The COVID-19 pandemic has not been a great time for most of us, but for some startups there has been a silver lining. Certain products have begun to look more attractive to investors when faced with countless days sitting at home and looking for ways to pass the time. Roto VR, a startup that markets an interactive, 360-degree chair, is on the receiving end of this pandemic good fortune.
Roto VR recently raised about $1.8 million in a funding round led by Pembroke VCT. The chair is designed to address some of the problems with VR and make it more accessible to everyday users. The company was founded in 2015 by a pair of video game industry veterans, Elliott Myers and Gavin Waxkirsh.
VR games have not been the smash hit that some in the gaming industry were expecting. There are many challenges to the product from the consumer point of view. For one, many people experience minor to extreme motion sickness while playing. The amount of room required to essentially move around your home blindfolded is also a major pain point. People often find themselves tripping over cables and other house hold items, which ruins the immersive experience and leads to injuries.

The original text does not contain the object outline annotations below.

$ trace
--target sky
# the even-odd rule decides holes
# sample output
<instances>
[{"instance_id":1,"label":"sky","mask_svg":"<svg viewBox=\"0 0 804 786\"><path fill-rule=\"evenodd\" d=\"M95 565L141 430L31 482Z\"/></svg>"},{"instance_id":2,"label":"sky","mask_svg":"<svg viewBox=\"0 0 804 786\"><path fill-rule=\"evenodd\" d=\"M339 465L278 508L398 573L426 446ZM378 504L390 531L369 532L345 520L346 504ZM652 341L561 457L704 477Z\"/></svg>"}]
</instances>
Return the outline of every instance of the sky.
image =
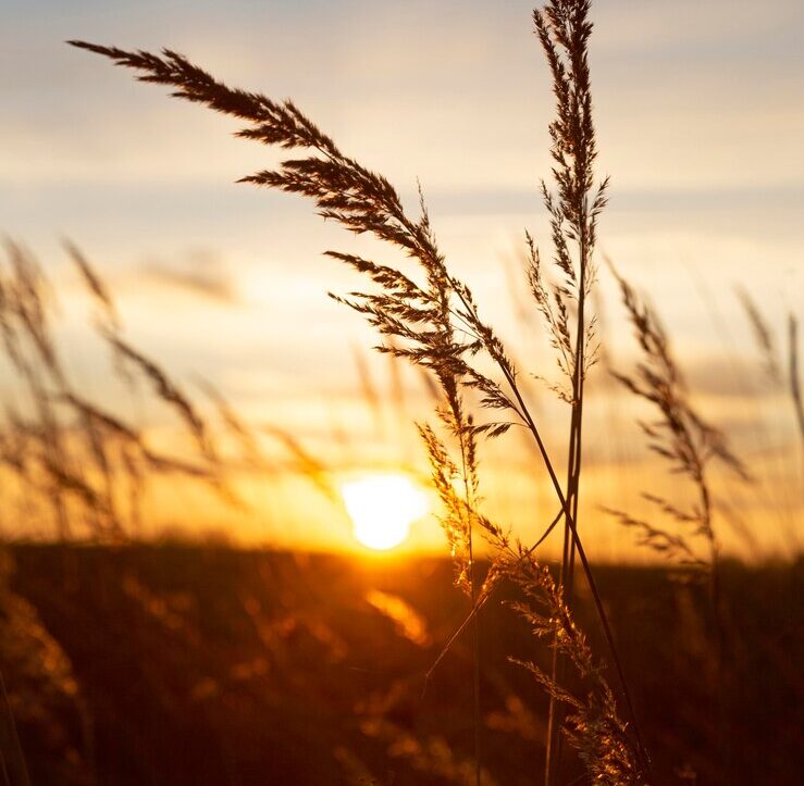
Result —
<instances>
[{"instance_id":1,"label":"sky","mask_svg":"<svg viewBox=\"0 0 804 786\"><path fill-rule=\"evenodd\" d=\"M67 47L71 38L178 50L228 84L292 97L410 204L418 178L454 270L528 367L552 363L537 325L511 307L523 230L549 241L537 187L549 175L553 104L530 10L508 0L4 0L0 230L57 283L76 373L100 399L110 395L82 333L63 237L106 276L132 340L181 378L214 380L252 422L293 431L344 471L421 464L399 412L367 408L356 358L374 385L393 387L387 363L370 355L371 333L326 297L355 280L322 251L375 247L324 225L298 198L235 184L276 154L233 138L232 121ZM746 445L762 463L770 448L792 449L793 421L782 396L744 382L756 351L734 288L752 294L780 337L789 313L804 320L804 7L601 0L592 16L598 171L611 177L601 252L660 311L706 414L739 436L753 434L760 412L765 441ZM633 346L605 271L598 290L607 347L628 364ZM399 373L412 417L426 396L415 374ZM613 407L633 420L627 402L602 377L594 384L590 504L621 492L618 466L656 477L628 423L613 436ZM536 396L560 423L548 392ZM559 426L556 451L562 441ZM500 453L488 464L510 461ZM522 511L546 492L525 459L488 496L531 533L534 516ZM325 513L294 510L294 483L274 506L282 512L232 526L268 541L343 545ZM187 504L194 520L222 520L202 501L174 508ZM290 535L277 516L295 522ZM762 528L769 551L791 542ZM420 535L420 545L440 544L432 523ZM604 557L630 553L609 523L591 537Z\"/></svg>"}]
</instances>

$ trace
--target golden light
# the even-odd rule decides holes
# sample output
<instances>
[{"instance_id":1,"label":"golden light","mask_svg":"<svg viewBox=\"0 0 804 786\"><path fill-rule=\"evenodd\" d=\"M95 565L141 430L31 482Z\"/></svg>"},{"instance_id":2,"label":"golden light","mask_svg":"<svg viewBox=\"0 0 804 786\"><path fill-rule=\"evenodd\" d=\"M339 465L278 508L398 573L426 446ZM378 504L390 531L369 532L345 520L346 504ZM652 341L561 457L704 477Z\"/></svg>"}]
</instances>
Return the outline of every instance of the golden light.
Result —
<instances>
[{"instance_id":1,"label":"golden light","mask_svg":"<svg viewBox=\"0 0 804 786\"><path fill-rule=\"evenodd\" d=\"M393 549L430 508L426 494L401 474L372 474L341 486L357 540L376 551Z\"/></svg>"}]
</instances>

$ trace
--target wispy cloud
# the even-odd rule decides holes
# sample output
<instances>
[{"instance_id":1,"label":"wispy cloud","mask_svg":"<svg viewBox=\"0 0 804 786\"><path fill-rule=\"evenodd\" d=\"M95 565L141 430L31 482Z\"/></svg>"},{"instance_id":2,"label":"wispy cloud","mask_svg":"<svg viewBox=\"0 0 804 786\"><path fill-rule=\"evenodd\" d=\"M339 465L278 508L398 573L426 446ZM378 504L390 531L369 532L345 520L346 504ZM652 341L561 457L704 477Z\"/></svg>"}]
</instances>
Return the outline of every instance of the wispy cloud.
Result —
<instances>
[{"instance_id":1,"label":"wispy cloud","mask_svg":"<svg viewBox=\"0 0 804 786\"><path fill-rule=\"evenodd\" d=\"M226 305L240 305L243 299L222 258L210 250L194 251L180 263L150 261L140 272L151 282L181 289L189 295Z\"/></svg>"}]
</instances>

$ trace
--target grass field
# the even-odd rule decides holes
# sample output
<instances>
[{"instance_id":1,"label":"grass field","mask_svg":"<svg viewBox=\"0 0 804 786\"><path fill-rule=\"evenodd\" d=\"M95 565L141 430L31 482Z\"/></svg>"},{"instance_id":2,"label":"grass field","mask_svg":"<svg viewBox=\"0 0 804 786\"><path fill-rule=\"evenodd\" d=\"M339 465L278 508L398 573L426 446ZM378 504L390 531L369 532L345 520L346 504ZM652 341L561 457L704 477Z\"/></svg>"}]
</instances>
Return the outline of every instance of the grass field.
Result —
<instances>
[{"instance_id":1,"label":"grass field","mask_svg":"<svg viewBox=\"0 0 804 786\"><path fill-rule=\"evenodd\" d=\"M0 665L34 783L473 778L467 641L424 690L466 609L445 560L184 545L7 553ZM720 716L705 588L652 569L597 575L656 783L800 783L804 566L723 566L735 669ZM530 634L499 603L480 625L486 783L533 783L546 697L506 662L527 657ZM727 765L712 756L723 736Z\"/></svg>"}]
</instances>

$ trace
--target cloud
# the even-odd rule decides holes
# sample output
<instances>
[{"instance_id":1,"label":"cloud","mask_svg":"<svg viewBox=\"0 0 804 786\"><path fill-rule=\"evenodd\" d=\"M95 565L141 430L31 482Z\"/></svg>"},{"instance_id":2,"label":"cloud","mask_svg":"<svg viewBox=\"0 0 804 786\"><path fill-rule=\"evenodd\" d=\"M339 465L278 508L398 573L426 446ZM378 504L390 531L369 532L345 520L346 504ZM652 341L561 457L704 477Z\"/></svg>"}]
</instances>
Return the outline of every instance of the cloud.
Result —
<instances>
[{"instance_id":1,"label":"cloud","mask_svg":"<svg viewBox=\"0 0 804 786\"><path fill-rule=\"evenodd\" d=\"M243 303L232 275L214 251L193 251L180 264L151 261L141 265L140 270L160 286L182 289L226 305Z\"/></svg>"}]
</instances>

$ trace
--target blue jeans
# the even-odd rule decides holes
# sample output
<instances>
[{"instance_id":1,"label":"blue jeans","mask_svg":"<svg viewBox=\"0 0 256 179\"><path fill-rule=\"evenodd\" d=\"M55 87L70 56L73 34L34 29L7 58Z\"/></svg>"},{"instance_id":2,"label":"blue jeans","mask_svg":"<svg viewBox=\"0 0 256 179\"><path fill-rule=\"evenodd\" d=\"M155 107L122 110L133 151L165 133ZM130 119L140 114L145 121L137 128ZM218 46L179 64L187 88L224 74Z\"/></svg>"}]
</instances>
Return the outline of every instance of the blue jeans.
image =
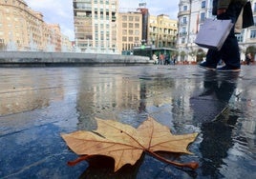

The Roto VR is a motorized chair that allows people to play VR games while seated. The product developers argue that finding a way for people to experience VR gaming while seated will make the medium more accessible to people.
“Most people sit down to watch movies, work, play games and browse the internet whilst seated and we see no reason why the exciting new medium of VR will be any different,” said Myers.
The chair also provides haptic/vibration feedback as a way to enhance the virtual gaming experience. It can be connected to various input devices such as keyboards, joysticks, racing wheels, and other gaming accessories.
Roto VR is compatible with most VR head mounted displays and can be used for both movies and games. In addition to marketing to consumers and offices, Roto VR is setting their sights on the B2B market by reaching out to movie theaters and arcades. This product could be just the push that the VR industry needs.